Role of Selenium in Age-Related Degeneration: Selenotranscriptome Hierarchy and Characterization of Selenoprotein H
Mosby, Terezie T.
Selenium (Se) is an essential trace element exerting its biological functions mainly through selenoproteins. Our lab has recently shown a paradoxical role of dietary Se at nutritional levels of intake in the delay of age-related degeneration while reducing longevity in mice carrying humanized telomeres. The first aim of this dissertation was to evaluate the effects of long-term dietary Se deficiency, aging, and sex on selenotranscriptome hierarchy in tissues. Four unique patterns in selenotranscriptomic changes were summarized. First, the responses of selenotranscriptomes to dietary Se deprivation and aging were sexually dimorphic. Second, a few selenoproteins responded to dietary Se deficiency and aging in parallel. Third, there were selenoproteins up-regulated by aging or dietary Se deprivation. Forth, some selenoproteins, especially those in testis, were upregulated by aging in mice on a Se-deficient diet. Selenoprotein H (SELH) is ranked low in selenoprotein hierarchy and its expression is tissue-specific and abundant during embryogenesis. SELH is a nucleolar DNA-binding protein with thioredoxin (Txn)-like fold and glutathione peroxidase activity. The known biological functions of SELH include redox regulation and suppression of cellular senescence and tumorigenesis. The second aim of this dissertation was to study the functional interactions of SELH with other selenoproteins and its protective effects against oxidative stress. A FLAG-tagged plasmid expressing wild-type SELH was constructed. Compared to standard cell culture conditions, additional sodium selenite (Na2SeO3) increased SELH expression at protein but not mRNA level when FLAG-SELH was overexpressed.
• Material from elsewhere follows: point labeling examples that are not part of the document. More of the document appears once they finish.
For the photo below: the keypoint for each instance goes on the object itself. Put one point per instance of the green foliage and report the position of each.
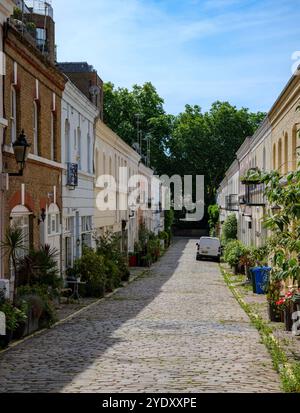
(39, 300)
(289, 374)
(234, 251)
(260, 255)
(229, 229)
(284, 192)
(214, 214)
(14, 316)
(190, 143)
(109, 246)
(17, 13)
(92, 270)
(39, 267)
(169, 221)
(103, 269)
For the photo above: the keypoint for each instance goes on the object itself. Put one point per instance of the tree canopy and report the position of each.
(193, 142)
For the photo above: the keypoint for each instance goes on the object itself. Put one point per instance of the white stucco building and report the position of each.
(78, 139)
(111, 154)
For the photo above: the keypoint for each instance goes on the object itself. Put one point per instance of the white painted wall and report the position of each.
(78, 138)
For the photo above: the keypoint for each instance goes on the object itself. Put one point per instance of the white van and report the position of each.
(209, 247)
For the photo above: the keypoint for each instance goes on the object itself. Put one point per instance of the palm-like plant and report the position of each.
(13, 243)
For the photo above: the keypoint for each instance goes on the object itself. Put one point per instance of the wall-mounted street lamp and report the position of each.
(21, 149)
(42, 216)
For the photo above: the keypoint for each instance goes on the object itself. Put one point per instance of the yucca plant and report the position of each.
(13, 244)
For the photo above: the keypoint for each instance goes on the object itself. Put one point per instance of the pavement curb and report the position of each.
(284, 369)
(69, 317)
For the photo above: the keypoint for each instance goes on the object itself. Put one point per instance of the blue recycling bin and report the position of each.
(260, 279)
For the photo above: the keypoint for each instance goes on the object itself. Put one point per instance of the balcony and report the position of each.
(72, 175)
(254, 195)
(232, 202)
(43, 8)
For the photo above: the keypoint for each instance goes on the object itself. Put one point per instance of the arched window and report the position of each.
(19, 218)
(274, 156)
(13, 114)
(67, 142)
(35, 128)
(286, 154)
(279, 162)
(294, 148)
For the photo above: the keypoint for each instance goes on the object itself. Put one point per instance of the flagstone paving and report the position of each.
(177, 329)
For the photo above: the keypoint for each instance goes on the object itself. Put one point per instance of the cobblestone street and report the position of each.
(176, 329)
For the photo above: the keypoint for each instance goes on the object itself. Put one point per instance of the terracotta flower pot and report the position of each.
(274, 313)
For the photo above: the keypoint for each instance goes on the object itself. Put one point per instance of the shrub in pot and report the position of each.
(13, 317)
(233, 252)
(40, 309)
(91, 269)
(229, 229)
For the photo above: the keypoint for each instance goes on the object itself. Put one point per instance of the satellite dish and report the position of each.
(94, 90)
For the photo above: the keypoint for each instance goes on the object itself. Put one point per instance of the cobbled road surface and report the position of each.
(177, 329)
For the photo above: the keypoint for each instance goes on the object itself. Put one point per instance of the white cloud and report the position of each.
(191, 56)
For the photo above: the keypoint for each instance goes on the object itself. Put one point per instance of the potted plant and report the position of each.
(132, 259)
(275, 309)
(13, 317)
(288, 303)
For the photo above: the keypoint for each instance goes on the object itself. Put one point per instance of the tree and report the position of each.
(13, 243)
(214, 214)
(191, 143)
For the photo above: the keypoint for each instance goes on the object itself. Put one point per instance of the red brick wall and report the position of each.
(39, 178)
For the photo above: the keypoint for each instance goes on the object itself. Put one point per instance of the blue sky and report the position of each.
(193, 51)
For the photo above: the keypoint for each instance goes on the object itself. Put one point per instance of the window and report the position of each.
(69, 224)
(86, 231)
(35, 129)
(69, 228)
(53, 220)
(86, 224)
(89, 168)
(264, 159)
(274, 156)
(41, 37)
(294, 148)
(279, 156)
(78, 147)
(67, 141)
(53, 138)
(20, 219)
(13, 116)
(104, 160)
(286, 149)
(97, 162)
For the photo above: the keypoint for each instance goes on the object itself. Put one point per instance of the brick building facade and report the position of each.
(32, 101)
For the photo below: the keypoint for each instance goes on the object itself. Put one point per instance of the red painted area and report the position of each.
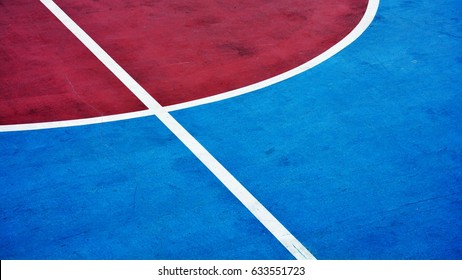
(46, 74)
(184, 50)
(177, 50)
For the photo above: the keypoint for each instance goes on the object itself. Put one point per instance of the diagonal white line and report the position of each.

In the absence of supplemental Na2SeO3, FLAG-SELH overexpression suppressed the expression of other selenoproteins such as glutathione peroxidase 1 (GPX1) and thioredoxin reductase 1 (TrxR1) at protein but not mRNA level. FLAG-SELH overexpression protected the cells against oxidative stress only when additional Na2SeO3 was added. Identification of FLAG-SELH-associated proteins confirmed its nucleolar location. Altogether, a distinctive set of selenoproteins is maintained under dietary Se deficiency in a tissue- and sex-specific manner during the aging process. While SELH is ranked low in selenoprotein hierarchy implying that it is dispensable, this nucleolar selenoprotein competes with other selenoproteins for Se and protects the cells against oxidative stress.